Nearly half of the people who have taken out a payday loan have been unable to repay it, according to a new report.

The survey by consumer group Which? found that 48% of those who took out credit through a payday loan could not afford to pay back their debts, while 29% of payday loan users accepted the money in the knowledge that they could not repay it.

In the past 12 months, 57% of people with payday loans have missed a payment and have incurred charges because of missed or bounced repayments (56%).

Almost a third, or 31%, told Which? that they had been “hassled” by debt collection agencies in the past year.

Richard Lloyd, executive director of Which?, said: “Payday loans are leaving many people caught in a spiral of debt and taking out more loans just to get by. That’s when they’re hit by excessive penalty charges and roll over fees.”

He called for the Office of Fair Trading to clamp down on irresponsible lending by introducing better affordability assessments and clearer charges.

One in five of respondents said that they had been hit with unexpected charges after taking out credit through a payday loan.

But Russell Hamblin-Boone, chief executive of the Consumer Finance Association which represents short-term lenders in the UK, said that he would be in contact with Which? to discuss the issues raised by its report.
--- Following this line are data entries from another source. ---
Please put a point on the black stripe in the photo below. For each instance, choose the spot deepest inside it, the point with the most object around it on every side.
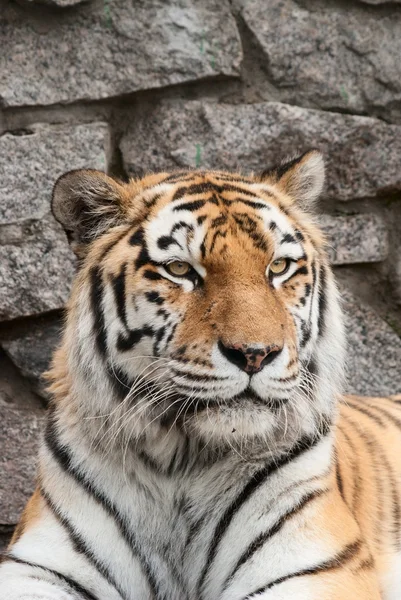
(193, 190)
(138, 237)
(322, 300)
(178, 176)
(385, 414)
(111, 245)
(395, 496)
(334, 563)
(194, 377)
(80, 546)
(134, 336)
(195, 205)
(165, 241)
(150, 202)
(288, 239)
(152, 275)
(118, 284)
(251, 203)
(99, 327)
(72, 585)
(63, 457)
(357, 480)
(339, 479)
(377, 460)
(259, 478)
(260, 541)
(238, 190)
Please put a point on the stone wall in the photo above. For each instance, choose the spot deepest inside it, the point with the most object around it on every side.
(133, 85)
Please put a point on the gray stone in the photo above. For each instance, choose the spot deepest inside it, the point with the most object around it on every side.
(374, 352)
(329, 56)
(19, 436)
(31, 161)
(57, 3)
(14, 389)
(36, 264)
(362, 153)
(355, 238)
(381, 1)
(31, 347)
(116, 48)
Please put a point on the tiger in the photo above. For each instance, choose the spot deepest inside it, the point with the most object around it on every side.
(198, 443)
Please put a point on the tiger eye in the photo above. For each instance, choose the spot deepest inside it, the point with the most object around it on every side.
(279, 266)
(178, 268)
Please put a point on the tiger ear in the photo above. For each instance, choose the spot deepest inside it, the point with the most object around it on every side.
(301, 178)
(87, 202)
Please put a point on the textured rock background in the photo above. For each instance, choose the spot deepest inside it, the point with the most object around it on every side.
(130, 86)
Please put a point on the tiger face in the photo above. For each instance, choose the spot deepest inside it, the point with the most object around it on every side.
(204, 303)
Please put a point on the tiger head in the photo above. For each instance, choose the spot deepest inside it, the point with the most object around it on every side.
(204, 304)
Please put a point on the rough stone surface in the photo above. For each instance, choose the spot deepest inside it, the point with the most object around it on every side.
(336, 57)
(14, 389)
(19, 436)
(31, 161)
(374, 353)
(381, 1)
(120, 47)
(31, 349)
(36, 264)
(362, 153)
(355, 238)
(57, 3)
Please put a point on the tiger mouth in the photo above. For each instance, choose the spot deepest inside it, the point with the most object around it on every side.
(182, 404)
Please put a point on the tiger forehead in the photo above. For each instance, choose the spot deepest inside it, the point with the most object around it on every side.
(205, 189)
(205, 213)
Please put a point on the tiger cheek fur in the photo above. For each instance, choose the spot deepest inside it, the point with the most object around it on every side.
(197, 446)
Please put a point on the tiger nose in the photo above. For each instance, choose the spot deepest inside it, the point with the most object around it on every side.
(250, 359)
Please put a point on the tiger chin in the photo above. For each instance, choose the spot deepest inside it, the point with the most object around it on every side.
(197, 444)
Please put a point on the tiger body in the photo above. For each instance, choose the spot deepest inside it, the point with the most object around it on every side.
(197, 447)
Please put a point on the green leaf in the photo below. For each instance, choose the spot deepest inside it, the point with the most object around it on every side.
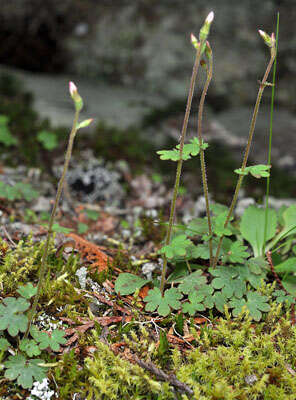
(236, 252)
(198, 226)
(218, 208)
(289, 283)
(58, 228)
(27, 291)
(201, 251)
(255, 303)
(218, 299)
(6, 137)
(248, 275)
(196, 299)
(192, 282)
(30, 347)
(189, 150)
(48, 139)
(258, 171)
(4, 344)
(218, 223)
(282, 297)
(163, 304)
(127, 283)
(289, 217)
(252, 227)
(173, 155)
(180, 271)
(48, 339)
(10, 317)
(286, 267)
(18, 367)
(177, 247)
(227, 279)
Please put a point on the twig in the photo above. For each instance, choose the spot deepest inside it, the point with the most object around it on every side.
(162, 376)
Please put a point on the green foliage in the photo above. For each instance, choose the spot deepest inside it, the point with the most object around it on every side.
(48, 139)
(252, 227)
(12, 317)
(24, 371)
(111, 377)
(236, 253)
(14, 320)
(127, 283)
(46, 340)
(192, 282)
(282, 297)
(163, 304)
(255, 303)
(178, 247)
(30, 347)
(258, 171)
(27, 291)
(60, 229)
(189, 150)
(5, 135)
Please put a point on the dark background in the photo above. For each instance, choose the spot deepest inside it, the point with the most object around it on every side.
(132, 61)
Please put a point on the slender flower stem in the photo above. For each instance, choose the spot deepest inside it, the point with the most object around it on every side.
(202, 152)
(180, 161)
(43, 265)
(245, 159)
(270, 133)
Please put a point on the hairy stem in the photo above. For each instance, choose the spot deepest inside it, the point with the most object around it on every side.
(180, 161)
(270, 134)
(202, 152)
(248, 146)
(43, 265)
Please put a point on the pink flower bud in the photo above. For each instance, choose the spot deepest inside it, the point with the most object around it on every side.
(75, 96)
(194, 41)
(210, 18)
(72, 88)
(205, 30)
(269, 40)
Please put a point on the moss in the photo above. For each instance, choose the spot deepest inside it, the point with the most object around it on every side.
(111, 377)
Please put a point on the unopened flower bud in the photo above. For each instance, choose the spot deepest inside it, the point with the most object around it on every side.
(75, 96)
(208, 50)
(267, 39)
(205, 30)
(84, 123)
(194, 41)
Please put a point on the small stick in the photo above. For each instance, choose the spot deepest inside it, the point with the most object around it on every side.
(161, 375)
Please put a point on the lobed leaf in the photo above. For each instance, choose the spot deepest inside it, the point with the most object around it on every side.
(163, 304)
(12, 317)
(127, 283)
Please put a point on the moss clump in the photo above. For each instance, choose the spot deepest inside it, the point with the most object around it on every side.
(111, 377)
(240, 361)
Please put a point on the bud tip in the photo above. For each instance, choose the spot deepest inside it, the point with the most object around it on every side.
(72, 88)
(210, 17)
(193, 38)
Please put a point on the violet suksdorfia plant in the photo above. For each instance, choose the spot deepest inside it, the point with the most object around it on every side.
(78, 103)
“Responsible lenders have no desire to lend to people that cannot afford to pay back their loans; it is bad for the consumer and bad for the lender.

“We have worked extremely hard to devise and implement the new good practice customer charter, which comes into force on 26 November.”

He added: “The charter means that customers can expect greater transparency with clear explanations of all charges; robust affordability assessments and significant help for those that do get into financial difficulty after they have taken out their loan.”

Populus, which conducted the research on behalf of Which?, interviewed a random sample of 4,031 UK adults.